30 Spanish Single Word Recognition (ROAR-Palabra) Concurrent Validity
ROAR-Palabra is designed to measure the latent construct of single word reading. Analogous to the concurrent validity analyses for ROAR-Word, we first establish that the silent, lexical decision task in ROAR-Palabra taps into the same latent construct by comparing ROAR-Palabra scores to a variety of other standardized measures of single word reading (see Section 27.1).
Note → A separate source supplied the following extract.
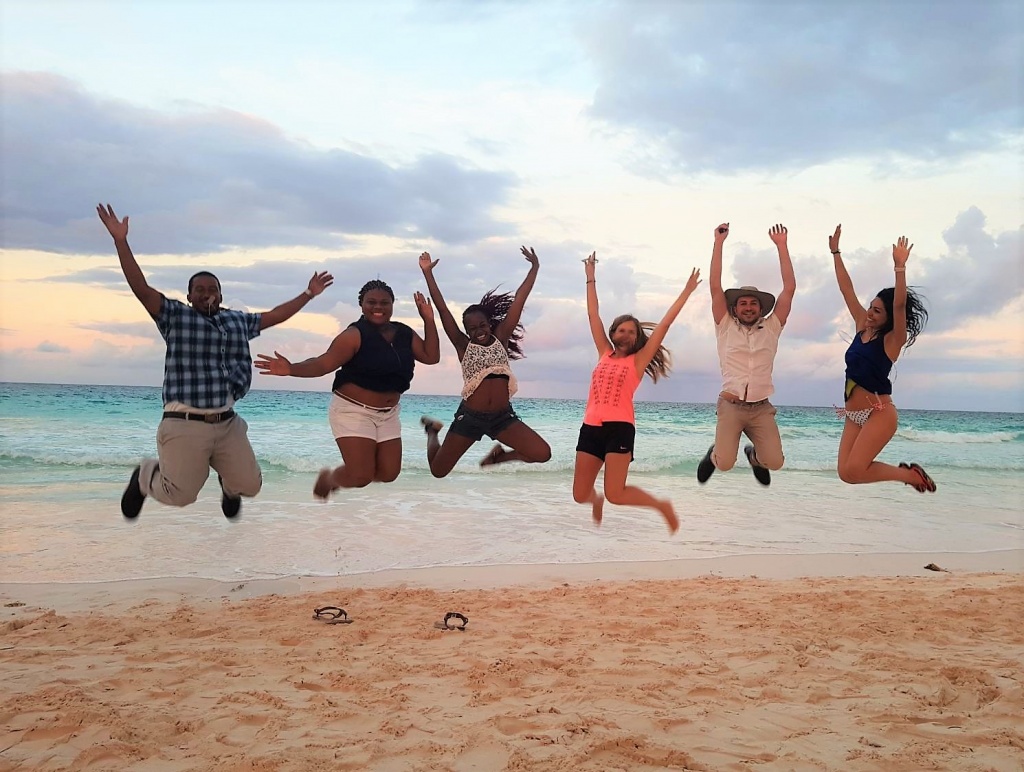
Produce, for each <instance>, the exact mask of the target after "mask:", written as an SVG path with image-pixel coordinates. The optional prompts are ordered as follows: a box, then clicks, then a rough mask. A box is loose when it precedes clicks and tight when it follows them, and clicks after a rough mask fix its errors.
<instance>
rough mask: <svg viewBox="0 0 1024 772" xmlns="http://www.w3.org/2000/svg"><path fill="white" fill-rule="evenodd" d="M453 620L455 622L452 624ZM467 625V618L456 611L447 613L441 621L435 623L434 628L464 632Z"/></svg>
mask: <svg viewBox="0 0 1024 772" xmlns="http://www.w3.org/2000/svg"><path fill="white" fill-rule="evenodd" d="M453 620H455V621H454V623H453ZM467 625H469V617H468V616H466V615H465V614H461V613H459V612H458V611H449V612H447V613H446V614H444V618H443V619H442V620H441V621H435V623H434V627H435V628H437V629H438V630H465V629H466V626H467Z"/></svg>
Figure 30.1 shows the correlation between ROAR-Palabra raw scores (\(\theta\)) and a composite of Woodcock Muños (WM) Letter-Word Identification (real word reading) and Word Attack (pseudoword reading) raw scores. The correlation between ROAR-Palabra and WM is not as strong as the correlation between ROAR-Word and WJ (Figure 27.1; Figure 27.2; Figure 27.4) but this likely has to do with ceiling and floor effects in the sample: in transparent orthographies like spanish there is substantial less variation in single word reading skills. Figure 30.2 and Figure 30.3 show correlations for WM subtests separately.
30.1 Convergent validity with oral measures of single word reading
30.1.1 Woodock Muñoz
30.1.2 Growth Over Time
Another source of validation is examining growth trajectories of ROAR-Palabra scores over time. Figure 30.4 shows how ROAR-Palabra score steadily increase in each grade and Figure 30.5 shows grade level norms for ROAR-Palabra.